We bewaren de rest van de cocablaadjes voor later en lopen verder over de witchmarkt. In de verschillende kraampjes zijn de raarste dingen te vinden. Van offerpakketten met symbolische producten zoals kleine auto’s, huisjes, bankbiljetten, diploma’s, etc tot echte lamafoetussen voor geluk en natuurlijk ook dingen die andere mensen ongeluk zouden moeten brengen. We kopen een klein pakketje dat we bij ons zouden moeten dragen voor geluk met de verkoop van ons appartement en Ben gaat daarna op zoek naar een goede Shaman, ofwel waarzegger.

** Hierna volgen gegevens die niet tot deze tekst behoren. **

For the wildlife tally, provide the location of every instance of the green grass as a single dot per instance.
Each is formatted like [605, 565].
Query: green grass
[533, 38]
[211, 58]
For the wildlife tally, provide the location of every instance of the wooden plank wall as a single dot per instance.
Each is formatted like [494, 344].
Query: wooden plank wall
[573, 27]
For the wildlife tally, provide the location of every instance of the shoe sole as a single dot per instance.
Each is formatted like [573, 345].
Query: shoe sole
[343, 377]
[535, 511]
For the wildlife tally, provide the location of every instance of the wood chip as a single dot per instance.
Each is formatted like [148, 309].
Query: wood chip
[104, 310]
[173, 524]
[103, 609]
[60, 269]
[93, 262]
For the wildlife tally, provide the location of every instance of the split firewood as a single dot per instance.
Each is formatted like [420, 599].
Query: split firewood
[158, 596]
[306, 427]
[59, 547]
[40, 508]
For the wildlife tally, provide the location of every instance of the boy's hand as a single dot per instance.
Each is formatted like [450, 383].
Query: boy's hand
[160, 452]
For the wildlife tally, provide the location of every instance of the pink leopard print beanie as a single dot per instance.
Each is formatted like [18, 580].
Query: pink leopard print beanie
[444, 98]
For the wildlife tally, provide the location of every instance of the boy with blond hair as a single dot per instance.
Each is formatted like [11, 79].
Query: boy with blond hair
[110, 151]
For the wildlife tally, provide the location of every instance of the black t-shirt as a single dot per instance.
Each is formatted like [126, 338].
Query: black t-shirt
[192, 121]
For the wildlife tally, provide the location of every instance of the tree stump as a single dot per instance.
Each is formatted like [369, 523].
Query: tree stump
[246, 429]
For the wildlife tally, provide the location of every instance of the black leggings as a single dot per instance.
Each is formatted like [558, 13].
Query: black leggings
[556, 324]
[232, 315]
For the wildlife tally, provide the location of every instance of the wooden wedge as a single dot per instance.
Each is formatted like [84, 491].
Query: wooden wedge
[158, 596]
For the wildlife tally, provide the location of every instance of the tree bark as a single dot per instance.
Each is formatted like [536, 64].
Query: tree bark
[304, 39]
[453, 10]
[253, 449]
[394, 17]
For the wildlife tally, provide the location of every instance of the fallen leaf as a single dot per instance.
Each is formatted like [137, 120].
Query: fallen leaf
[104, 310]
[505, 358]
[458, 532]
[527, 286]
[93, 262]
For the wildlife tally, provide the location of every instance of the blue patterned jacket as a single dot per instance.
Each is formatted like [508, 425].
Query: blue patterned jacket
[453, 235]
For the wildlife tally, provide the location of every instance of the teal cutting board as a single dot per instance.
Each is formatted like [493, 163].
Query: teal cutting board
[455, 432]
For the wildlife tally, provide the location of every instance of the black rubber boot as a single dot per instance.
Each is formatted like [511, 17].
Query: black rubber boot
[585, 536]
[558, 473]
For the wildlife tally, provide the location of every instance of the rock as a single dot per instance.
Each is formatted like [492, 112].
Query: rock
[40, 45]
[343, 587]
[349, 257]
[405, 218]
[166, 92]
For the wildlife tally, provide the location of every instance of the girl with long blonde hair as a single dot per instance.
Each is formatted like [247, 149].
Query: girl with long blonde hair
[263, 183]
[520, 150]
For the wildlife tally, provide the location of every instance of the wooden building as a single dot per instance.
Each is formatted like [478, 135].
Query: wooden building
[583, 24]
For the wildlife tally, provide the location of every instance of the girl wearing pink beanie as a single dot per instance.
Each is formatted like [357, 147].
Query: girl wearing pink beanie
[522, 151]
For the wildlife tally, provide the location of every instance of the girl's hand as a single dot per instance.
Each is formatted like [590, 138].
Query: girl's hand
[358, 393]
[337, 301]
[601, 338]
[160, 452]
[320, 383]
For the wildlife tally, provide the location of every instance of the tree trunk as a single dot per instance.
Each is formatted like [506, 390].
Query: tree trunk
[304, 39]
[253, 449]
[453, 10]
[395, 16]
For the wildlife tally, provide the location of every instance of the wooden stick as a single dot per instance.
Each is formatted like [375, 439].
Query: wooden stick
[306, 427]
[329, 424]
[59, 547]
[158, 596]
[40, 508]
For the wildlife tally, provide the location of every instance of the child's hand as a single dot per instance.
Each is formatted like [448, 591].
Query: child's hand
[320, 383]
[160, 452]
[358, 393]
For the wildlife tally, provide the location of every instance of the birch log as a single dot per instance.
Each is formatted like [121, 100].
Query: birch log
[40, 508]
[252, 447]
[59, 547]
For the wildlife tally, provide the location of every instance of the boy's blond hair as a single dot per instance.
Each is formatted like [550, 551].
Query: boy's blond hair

We stappen een iniminihuisje binnen, waar hij eerst met Tarotkaarten de toekomst van Benjamin gaat voorspellen. Hij raadt correct dat Benjamin twijfelt om naar het platteland (de Jungle) te verhuizen, om daar een tourbedrijf te beginnen. Na het horen van onze vragen voorspelt hij met de cocablaadjes die hij eet en rondstrooit wat er in de toekomst gaat gebeuren. Als het antwoord anders uitvalt dan je wilt, kan je altijd nog een offer verbranden voor zijn huisje, de markt is om de hoek! Je koopt dan een product, bijvoorbeeld een mini diploma van suiker en een aanjager zoals een lamafoetus en steekt deze vervolgens in brand met alcohol. Dit laatste hebben we niet zoveel behoefte aan, maar te zien aan de grote hoeveelheid brandende vuurkorfjes voor alle huisjes, zijn er genoeg mensen die hier in geloven.

Na deze 5 uur durende tour hebben we een goed idee van La Paz en el Alto en lopen we weer terug naar het hostel. Renee belt nog even met haar ouders en we spelen nog een potje pingpong. Rara, wie zou er weer hebben gewonnen?! 🙂
Om 20.00 uur rammelen onze buiken flink en lopen we naar het restaurant Dumbo (ja het vliegende oliefantje), wat ons aangeraden is door de receptie van het hostel. Op de begaande grond ziet het er een beetje saai en zelfs snackbarrerig uit, maar boven staan er een aantal gezellige tafeltjes en wordt er live muziek op de vleugel gespeeld.

Na de heerlijke nachos met gehakt en kaas en een grote warme kip-sandwich, wordt er een stuk taart voor Renee’s neus neergezet. De obers zingen langzalzeleven in het Spaans, terwijl de pianist vrolijk meespeeld en iedereen, maar dan ook iedereen in het restaurant meelacht en meeklapt. Natuurlijk moet er nog even een geintje uitgehaald worden, want even later wordt de neus van de clown op de taart in het gezicht van Renee geduwd en dan is de felicitatie compleet.

Om 23.00 uur duiken we na een leuke en interessante dag ons bed in. Morgen moeten we namelijk vroeg op om naar het vliegveld te gaan; de jungle wacht op ons!